Check out my thoughts about my trip to Mississippi on my Missions blog at www.esperanzamissions.blogspot.com
There are a lot of things that I am still not quite sure I processed as I have returned from this trip. All we can is pray. Pray that people will be able to go where they are needed, that the church may glorify Him more and more with each day that passes. That the people of Mississippi will not quickly forget about how precious life is... and truly sing to the Lord:
Everyday it's You I live for
Everyday I'll follow after You
Everyday I'll walk with You my Lord

Friday, March 03, 2006

Going to Mississippi...

So, I think I'm about ready. I've been getting ready all evening to go on the mission trip to MISSISSIPPI! I am quite excited.
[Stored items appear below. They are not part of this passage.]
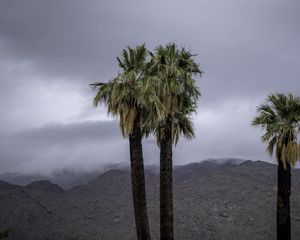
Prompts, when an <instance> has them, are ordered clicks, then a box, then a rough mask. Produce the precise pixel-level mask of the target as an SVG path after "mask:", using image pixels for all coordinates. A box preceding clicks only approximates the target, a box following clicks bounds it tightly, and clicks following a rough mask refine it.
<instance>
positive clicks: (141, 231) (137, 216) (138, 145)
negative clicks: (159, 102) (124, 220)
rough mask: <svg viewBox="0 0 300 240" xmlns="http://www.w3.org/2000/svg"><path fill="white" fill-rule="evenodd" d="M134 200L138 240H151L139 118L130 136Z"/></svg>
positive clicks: (135, 224)
mask: <svg viewBox="0 0 300 240" xmlns="http://www.w3.org/2000/svg"><path fill="white" fill-rule="evenodd" d="M129 143H130V162H131V184H132V198H133V208H134V217H135V226H136V231H137V239H138V240H150V231H149V223H148V212H147V200H146V189H145V173H144V161H143V149H142V134H141V127H140V123H139V118H138V117H137V118H136V120H135V122H134V126H133V132H132V133H131V134H130V136H129Z"/></svg>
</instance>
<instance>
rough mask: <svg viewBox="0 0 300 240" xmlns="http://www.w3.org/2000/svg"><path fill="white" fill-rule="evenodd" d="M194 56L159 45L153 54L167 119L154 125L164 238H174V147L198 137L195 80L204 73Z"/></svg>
mask: <svg viewBox="0 0 300 240" xmlns="http://www.w3.org/2000/svg"><path fill="white" fill-rule="evenodd" d="M193 57H194V55H192V54H191V53H190V52H189V51H186V50H185V49H184V48H181V49H180V50H179V49H178V48H177V46H176V45H175V44H168V45H166V46H165V47H164V46H159V47H157V48H156V49H155V54H154V55H153V65H152V68H151V71H152V72H151V73H152V74H153V75H154V78H151V81H152V82H153V81H155V80H156V81H157V83H156V84H154V85H155V86H156V94H157V96H158V98H159V99H160V101H161V102H162V104H163V105H164V107H165V109H164V111H165V112H164V113H165V114H164V116H165V117H164V119H163V120H162V121H159V122H158V123H156V124H154V125H153V126H155V128H156V130H155V131H156V136H157V141H158V144H159V146H160V235H161V239H163V240H169V239H174V219H173V176H172V175H173V163H172V145H173V143H174V144H176V143H177V141H178V139H179V137H180V136H181V135H183V136H186V137H188V138H191V137H193V136H194V132H193V126H192V122H191V120H190V117H191V114H192V113H193V112H195V111H196V107H197V100H198V97H199V96H200V92H199V90H198V88H197V86H196V84H195V80H194V79H193V76H194V75H197V74H201V73H202V72H201V71H200V69H199V67H198V65H197V64H196V63H195V61H194V59H193Z"/></svg>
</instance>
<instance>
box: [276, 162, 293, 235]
mask: <svg viewBox="0 0 300 240" xmlns="http://www.w3.org/2000/svg"><path fill="white" fill-rule="evenodd" d="M277 174H278V176H277V177H278V183H277V184H278V188H277V240H290V239H291V220H290V194H291V165H290V164H289V163H287V166H286V169H285V168H284V166H283V163H282V161H280V160H279V161H278V171H277Z"/></svg>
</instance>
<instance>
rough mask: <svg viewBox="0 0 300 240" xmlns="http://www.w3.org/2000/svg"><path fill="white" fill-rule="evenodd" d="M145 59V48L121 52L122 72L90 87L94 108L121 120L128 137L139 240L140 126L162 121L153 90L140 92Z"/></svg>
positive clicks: (133, 193) (139, 205) (159, 108)
mask: <svg viewBox="0 0 300 240" xmlns="http://www.w3.org/2000/svg"><path fill="white" fill-rule="evenodd" d="M148 56H149V52H148V51H147V49H146V48H145V46H144V45H142V46H138V47H136V48H135V49H131V48H129V47H128V49H127V50H123V55H122V59H120V58H117V60H118V62H119V66H120V67H121V68H122V69H123V72H122V73H120V74H118V75H117V77H115V78H114V79H112V80H111V81H109V82H108V83H94V84H92V85H93V86H94V88H96V89H97V94H96V96H95V98H94V105H95V106H97V105H98V104H99V103H100V102H103V103H105V104H106V105H107V110H108V113H109V114H111V115H112V116H115V117H119V118H120V128H121V130H122V134H123V136H124V137H128V138H129V145H130V162H131V183H132V197H133V207H134V215H135V224H136V231H137V237H138V239H139V240H149V239H150V231H149V223H148V213H147V201H146V191H145V176H144V175H145V174H144V163H143V151H142V137H143V125H145V124H144V123H145V122H146V120H147V115H148V114H150V115H151V116H153V117H154V118H156V119H161V118H162V115H161V114H162V112H163V106H162V105H161V104H160V102H159V100H158V98H157V97H156V96H155V94H153V93H154V92H153V90H152V88H151V87H149V85H148V87H147V90H143V87H144V86H146V84H144V81H145V79H146V77H147V69H148V68H150V67H149V62H148V61H147V60H148ZM145 95H147V96H145ZM146 100H147V103H146Z"/></svg>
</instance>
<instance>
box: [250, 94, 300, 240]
mask: <svg viewBox="0 0 300 240" xmlns="http://www.w3.org/2000/svg"><path fill="white" fill-rule="evenodd" d="M257 111H258V116H257V117H255V118H254V120H253V121H252V125H253V126H260V127H262V128H263V129H264V130H265V134H264V135H262V141H263V142H266V143H267V144H268V147H267V151H268V153H269V154H270V156H272V155H273V152H274V148H275V149H276V158H277V161H278V170H277V174H278V175H277V178H278V183H277V184H278V188H277V239H278V240H290V239H291V222H290V193H291V166H295V164H296V163H297V161H299V160H300V145H299V131H300V98H299V97H294V96H293V95H292V94H288V95H284V94H279V93H277V94H271V95H270V96H268V98H267V101H266V103H264V104H262V105H260V106H259V107H258V109H257Z"/></svg>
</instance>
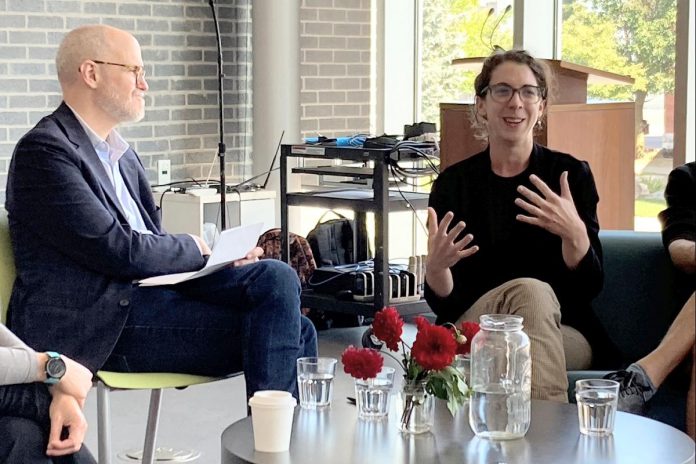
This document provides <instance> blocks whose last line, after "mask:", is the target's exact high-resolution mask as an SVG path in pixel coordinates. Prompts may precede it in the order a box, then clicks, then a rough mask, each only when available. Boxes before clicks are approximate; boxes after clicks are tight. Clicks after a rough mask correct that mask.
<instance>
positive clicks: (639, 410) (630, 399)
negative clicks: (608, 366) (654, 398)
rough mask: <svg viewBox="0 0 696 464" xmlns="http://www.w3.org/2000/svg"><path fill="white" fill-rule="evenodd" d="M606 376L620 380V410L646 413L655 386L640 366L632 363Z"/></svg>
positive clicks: (619, 402)
mask: <svg viewBox="0 0 696 464" xmlns="http://www.w3.org/2000/svg"><path fill="white" fill-rule="evenodd" d="M604 378H605V379H609V380H615V381H617V382H619V401H618V409H619V411H624V412H629V413H631V414H638V415H641V416H644V415H645V413H646V411H647V402H648V400H650V398H652V396H653V395H654V394H655V388H654V387H653V385H652V382H651V381H650V379H649V378H648V376H647V375H646V374H645V372H644V371H643V369H642V368H641V367H640V366H638V365H637V364H631V365H630V366H629V367H628V368H627V369H626V370H625V371H616V372H611V373H609V374H607V375H605V376H604Z"/></svg>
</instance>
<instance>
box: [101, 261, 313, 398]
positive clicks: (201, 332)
mask: <svg viewBox="0 0 696 464" xmlns="http://www.w3.org/2000/svg"><path fill="white" fill-rule="evenodd" d="M299 292H300V289H299V283H298V279H297V275H296V274H295V271H294V270H293V269H292V268H290V267H289V266H287V265H286V264H284V263H281V262H280V261H275V260H263V261H260V262H258V263H254V264H249V265H246V266H241V267H236V268H226V269H223V270H221V271H218V272H216V273H214V274H212V275H210V276H206V277H203V278H200V279H196V280H193V281H189V282H185V283H184V284H180V285H177V286H175V287H140V288H138V289H136V290H135V291H134V293H133V297H132V299H131V309H130V314H129V318H128V320H127V322H126V326H125V328H124V330H123V333H122V334H121V337H120V338H119V341H118V343H117V344H116V347H115V348H114V351H113V353H112V355H111V357H110V358H109V359H108V360H107V363H106V365H105V366H104V369H110V370H117V371H125V372H146V371H167V372H185V373H191V374H201V375H225V374H229V373H233V372H238V371H241V370H244V373H245V378H246V384H247V395H252V394H253V393H254V392H255V391H257V390H270V389H273V390H286V391H290V392H293V393H294V394H296V388H297V386H296V374H295V369H296V367H295V360H296V359H297V358H298V357H301V356H314V355H316V352H317V348H316V332H315V331H314V327H313V326H312V325H311V323H310V322H309V321H308V320H307V319H306V318H304V317H303V316H301V314H300V299H299Z"/></svg>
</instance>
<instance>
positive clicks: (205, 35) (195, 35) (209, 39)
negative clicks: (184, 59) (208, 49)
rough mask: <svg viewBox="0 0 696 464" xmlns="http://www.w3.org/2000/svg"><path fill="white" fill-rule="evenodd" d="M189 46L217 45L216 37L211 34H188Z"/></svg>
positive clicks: (186, 37)
mask: <svg viewBox="0 0 696 464" xmlns="http://www.w3.org/2000/svg"><path fill="white" fill-rule="evenodd" d="M186 46H187V47H203V48H205V47H211V48H212V47H215V46H216V45H215V38H214V37H213V36H211V35H196V34H189V35H187V36H186Z"/></svg>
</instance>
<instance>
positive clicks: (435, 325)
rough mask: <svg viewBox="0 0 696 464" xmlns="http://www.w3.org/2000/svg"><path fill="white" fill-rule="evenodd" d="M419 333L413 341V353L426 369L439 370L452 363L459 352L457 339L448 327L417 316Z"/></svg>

I don't have any particular expectations, just that this is what God wants us to do, and He will make it amazing! So, I'll let you know what happens. We leave tomorrow morning at 5:30 AM. that is in 5 hours from now. I'm pretty energized... which I wish I was earlier today when I was with 20 first graders, but at least I'll do what I need to do!

Well, keep us all in your prayers!

Leaders: Cat and Phil
Members: Nick, Grant, Autumn, Jocelyn, Marissa, Lauren, and Me (Kallie G.)

I love you all... and you remain in my prayers as well!